Julgamento de elegibilidade no TRE-MS pode definir rumos da disputa por deputados federais em MS
- porRedação
- 11 de Agosto / 2026
- Leitura: em 7 segundos

O Tribunal Regional Eleitoral de Mato Grosso do Sul (TRE-MS) analisa, nesta quarta-feira (12), o requerimento de declaração de elegibilidade formulado pela defesa de Carlos Bernardo (União Brasil), pós-candidato a deputado federal nas Eleições Gerais de 2026. A deliberação é considerada relevante para o cenário político estadual, uma vez que o empresário compõe a chapa da federação União-PP, disputando espaço com nomes de expressão no estado, como Rose Modesto (União) e os deputados federais Geraldo Resende (União), Dagoberto Nogueira (PP) e Luiz Ovando (PP).
Origem do questionamento jurídico
A controvérsia eleitoral decorre de uma doação financeira realizada por Carlos Bernardo no pleito municipal de 2020 em favor de Rogério Rezende Silva, então postulante à prefeitura de Itumbiara (GO). Na ocasião, o candidato repassou R$ 90 mil à campanha, valor superior ao teto individual permitido pela legislação à época, estipulado em R$ 20,7 mil.
O ponto central a ser apreciado pela Corte Eleitoral é determinar se o valor excedente possui gravidade concreta suficiente para ter comprometido a isonomia, a normalidade e a lisura do pleito goiano, condição exigida para a incidência de inelegibilidade.
Histórico e precedentes
Nas eleições anteriores, quando disputou a Prefeitura de Ponta Porã (MS), Carlos Bernardo teve o registro de candidatura indeferido em primeira instância. O TRE-MS, contudo, reformou a decisão e deferiu o registro. Posteriormente, o caso subiu ao Tribunal Superior Eleitoral (TSE), onde o relator, ministro André Mendonça, extinguiu a ação sem julgamento de mérito por perda de objeto, já que o candidato não se elegeu ao cargo executivo.
Argumentação da defesa e pedidos
A defesa jurídica do postulante sustenta que não busca reabrir a discussão sobre o excesso na doação, admitindo o descumprimento do limite formal e ressaltando que a multa cobrada já foi devidamente quitada.
Os advogados argumentam que a imposição de inelegibilidade, conforme prevê a Lei Complementar nº 64/1990 (art. 1º, I, "p"), não é consequência automática da infração por excesso de doação.

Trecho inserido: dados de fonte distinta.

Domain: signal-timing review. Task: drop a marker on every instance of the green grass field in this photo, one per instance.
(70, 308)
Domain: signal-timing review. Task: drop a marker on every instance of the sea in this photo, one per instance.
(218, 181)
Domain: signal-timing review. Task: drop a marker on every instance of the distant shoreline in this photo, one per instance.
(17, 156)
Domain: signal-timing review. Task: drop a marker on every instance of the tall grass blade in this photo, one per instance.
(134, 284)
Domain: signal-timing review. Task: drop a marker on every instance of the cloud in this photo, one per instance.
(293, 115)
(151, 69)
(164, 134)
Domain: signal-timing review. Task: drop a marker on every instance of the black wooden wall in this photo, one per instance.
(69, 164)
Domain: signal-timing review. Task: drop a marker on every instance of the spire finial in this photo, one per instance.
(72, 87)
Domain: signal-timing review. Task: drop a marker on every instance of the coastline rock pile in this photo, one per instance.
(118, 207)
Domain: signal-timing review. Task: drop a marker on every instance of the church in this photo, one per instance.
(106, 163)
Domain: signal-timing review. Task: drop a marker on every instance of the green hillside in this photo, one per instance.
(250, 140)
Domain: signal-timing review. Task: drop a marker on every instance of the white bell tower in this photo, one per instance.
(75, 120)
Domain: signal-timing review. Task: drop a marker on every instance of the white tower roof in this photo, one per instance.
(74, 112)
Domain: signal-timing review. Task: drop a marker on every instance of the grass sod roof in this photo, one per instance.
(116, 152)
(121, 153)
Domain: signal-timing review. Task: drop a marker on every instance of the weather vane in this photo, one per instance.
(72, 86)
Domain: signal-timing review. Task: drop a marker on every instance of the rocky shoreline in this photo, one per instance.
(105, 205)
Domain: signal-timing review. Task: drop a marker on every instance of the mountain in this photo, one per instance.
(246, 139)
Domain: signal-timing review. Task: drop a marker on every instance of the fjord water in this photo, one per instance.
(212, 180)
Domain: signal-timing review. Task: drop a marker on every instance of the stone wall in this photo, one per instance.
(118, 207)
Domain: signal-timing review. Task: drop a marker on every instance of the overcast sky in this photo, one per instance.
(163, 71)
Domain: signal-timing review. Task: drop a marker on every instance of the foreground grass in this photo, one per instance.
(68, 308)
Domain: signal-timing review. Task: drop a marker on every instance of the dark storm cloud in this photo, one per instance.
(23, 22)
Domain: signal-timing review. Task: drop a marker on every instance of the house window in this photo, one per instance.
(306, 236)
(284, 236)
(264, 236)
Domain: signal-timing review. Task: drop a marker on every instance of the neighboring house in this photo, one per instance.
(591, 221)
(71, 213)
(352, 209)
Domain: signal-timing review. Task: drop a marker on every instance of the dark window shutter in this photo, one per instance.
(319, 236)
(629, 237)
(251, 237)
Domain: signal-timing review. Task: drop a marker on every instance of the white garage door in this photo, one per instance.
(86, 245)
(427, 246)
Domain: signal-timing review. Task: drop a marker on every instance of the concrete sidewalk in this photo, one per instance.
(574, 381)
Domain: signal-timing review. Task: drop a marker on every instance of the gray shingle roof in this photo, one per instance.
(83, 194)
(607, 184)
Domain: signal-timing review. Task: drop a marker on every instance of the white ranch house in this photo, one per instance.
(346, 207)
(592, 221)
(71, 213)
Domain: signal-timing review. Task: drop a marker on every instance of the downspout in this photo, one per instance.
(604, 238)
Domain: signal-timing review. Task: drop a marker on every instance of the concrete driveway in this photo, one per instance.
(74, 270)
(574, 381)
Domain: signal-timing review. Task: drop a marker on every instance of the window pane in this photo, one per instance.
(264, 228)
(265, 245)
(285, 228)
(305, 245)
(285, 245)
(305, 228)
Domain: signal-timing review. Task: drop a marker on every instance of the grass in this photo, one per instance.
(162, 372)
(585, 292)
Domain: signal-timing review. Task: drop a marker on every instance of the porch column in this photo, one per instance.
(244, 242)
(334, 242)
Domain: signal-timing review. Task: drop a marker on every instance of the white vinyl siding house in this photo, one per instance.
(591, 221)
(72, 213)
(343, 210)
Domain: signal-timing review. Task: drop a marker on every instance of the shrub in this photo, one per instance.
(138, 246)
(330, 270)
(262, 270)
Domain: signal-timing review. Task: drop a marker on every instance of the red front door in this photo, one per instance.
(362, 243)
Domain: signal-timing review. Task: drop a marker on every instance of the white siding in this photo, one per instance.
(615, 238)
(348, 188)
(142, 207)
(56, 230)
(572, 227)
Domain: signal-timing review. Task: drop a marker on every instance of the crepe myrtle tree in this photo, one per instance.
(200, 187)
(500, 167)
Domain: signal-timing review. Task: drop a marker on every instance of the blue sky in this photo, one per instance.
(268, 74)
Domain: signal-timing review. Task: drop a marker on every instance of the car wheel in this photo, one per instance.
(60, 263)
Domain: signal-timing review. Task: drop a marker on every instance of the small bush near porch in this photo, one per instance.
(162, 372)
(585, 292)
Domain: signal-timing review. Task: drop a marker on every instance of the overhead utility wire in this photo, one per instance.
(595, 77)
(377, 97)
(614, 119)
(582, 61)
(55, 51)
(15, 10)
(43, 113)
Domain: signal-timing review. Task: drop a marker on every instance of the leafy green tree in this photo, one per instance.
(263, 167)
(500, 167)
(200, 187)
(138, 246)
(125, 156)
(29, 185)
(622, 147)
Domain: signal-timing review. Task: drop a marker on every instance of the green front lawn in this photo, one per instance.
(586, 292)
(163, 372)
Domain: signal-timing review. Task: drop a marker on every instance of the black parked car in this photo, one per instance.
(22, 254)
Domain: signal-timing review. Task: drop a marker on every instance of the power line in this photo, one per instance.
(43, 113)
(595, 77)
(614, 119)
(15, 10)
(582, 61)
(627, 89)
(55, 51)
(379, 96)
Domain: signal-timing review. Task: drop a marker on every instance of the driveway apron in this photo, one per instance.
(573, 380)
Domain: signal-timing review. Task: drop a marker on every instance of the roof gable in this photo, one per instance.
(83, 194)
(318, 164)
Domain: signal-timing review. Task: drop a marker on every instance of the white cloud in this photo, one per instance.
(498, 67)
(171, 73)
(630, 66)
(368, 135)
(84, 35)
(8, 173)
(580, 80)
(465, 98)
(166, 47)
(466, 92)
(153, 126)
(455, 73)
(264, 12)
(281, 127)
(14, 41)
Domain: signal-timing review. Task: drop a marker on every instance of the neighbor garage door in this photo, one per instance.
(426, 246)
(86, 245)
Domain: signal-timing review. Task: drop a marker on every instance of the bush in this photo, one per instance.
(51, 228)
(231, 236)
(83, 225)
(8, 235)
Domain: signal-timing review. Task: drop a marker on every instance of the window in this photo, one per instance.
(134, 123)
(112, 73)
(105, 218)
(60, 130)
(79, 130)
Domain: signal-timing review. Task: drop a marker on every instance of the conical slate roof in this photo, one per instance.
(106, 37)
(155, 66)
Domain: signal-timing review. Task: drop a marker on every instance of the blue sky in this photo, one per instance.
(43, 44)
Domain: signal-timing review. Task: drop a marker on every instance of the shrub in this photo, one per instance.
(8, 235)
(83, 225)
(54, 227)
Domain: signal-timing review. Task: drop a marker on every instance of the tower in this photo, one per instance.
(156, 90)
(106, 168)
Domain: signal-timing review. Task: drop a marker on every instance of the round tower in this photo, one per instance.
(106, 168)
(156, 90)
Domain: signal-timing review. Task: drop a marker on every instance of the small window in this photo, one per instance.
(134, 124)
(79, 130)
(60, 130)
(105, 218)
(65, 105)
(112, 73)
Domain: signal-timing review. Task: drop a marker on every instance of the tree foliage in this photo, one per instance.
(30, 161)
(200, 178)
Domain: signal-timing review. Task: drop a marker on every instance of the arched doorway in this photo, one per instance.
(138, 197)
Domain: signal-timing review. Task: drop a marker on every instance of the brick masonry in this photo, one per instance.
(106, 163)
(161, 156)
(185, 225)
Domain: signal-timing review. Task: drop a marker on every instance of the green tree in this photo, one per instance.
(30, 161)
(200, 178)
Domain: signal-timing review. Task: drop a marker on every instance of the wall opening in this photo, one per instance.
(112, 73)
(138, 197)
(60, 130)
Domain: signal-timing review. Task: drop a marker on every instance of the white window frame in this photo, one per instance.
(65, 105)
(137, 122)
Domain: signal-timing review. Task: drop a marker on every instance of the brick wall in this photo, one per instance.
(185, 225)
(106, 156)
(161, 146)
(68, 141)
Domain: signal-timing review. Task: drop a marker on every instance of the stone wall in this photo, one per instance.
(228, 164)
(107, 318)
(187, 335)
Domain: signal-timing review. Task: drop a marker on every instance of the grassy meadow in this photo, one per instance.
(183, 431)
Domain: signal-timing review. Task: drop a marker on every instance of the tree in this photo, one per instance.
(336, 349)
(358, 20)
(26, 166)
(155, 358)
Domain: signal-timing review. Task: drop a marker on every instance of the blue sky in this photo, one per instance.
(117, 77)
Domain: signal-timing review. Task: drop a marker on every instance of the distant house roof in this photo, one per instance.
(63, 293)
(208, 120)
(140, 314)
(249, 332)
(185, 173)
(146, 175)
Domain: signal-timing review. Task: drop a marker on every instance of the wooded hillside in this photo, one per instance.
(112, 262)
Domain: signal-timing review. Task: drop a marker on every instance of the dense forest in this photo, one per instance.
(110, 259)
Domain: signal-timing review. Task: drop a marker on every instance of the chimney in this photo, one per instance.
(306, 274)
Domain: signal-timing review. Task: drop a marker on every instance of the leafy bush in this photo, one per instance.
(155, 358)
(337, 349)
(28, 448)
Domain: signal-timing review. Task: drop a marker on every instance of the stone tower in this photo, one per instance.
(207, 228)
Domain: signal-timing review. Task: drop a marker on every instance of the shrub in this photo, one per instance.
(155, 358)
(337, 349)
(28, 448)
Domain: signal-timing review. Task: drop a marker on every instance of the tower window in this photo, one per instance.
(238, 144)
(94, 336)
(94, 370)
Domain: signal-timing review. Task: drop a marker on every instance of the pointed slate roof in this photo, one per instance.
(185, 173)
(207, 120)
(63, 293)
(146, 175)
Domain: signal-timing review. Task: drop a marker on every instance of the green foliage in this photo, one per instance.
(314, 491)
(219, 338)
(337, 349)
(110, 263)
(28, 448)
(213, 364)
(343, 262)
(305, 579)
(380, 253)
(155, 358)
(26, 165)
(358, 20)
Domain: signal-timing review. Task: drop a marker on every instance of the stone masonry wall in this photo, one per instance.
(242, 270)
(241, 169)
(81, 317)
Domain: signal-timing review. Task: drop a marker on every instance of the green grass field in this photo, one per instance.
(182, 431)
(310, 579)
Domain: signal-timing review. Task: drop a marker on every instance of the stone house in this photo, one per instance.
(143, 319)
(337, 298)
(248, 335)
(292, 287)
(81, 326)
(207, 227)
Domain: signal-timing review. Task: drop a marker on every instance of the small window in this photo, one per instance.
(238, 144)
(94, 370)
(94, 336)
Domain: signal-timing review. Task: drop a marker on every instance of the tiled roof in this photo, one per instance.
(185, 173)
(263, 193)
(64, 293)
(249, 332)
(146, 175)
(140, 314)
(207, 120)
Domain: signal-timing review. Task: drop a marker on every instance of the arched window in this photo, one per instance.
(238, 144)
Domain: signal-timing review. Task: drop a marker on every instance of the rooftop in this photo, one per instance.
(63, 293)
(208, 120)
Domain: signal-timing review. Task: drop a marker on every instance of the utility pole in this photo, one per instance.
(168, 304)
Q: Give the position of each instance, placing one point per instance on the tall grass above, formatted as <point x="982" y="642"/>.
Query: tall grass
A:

Com base na jurisprudência consolidada do TSE, sustentam que são necessários três elementos simultâneos para configurar a sanção de inelegibilidade:
Decisão judicial que reconheça a ilegalidade do ato;
Observância do devido processo legal;
Gravidade fática suficiente para desequilibrar a disputa eleitoral.
Dessa forma, a defesa solicita ao TRE-MS o indeferimento da impugnação apresentada pela Procuradoria Regional Eleitoral (PRE) e o deferimento do Requerimento de Declaração de Elegibilidade, confirmando a aptidão jurídica de Carlos Bernardo para concorrer no pleito de 2026 em relação aos fatos apurados na Representação nº 0600090-23.2021.6.12.0052.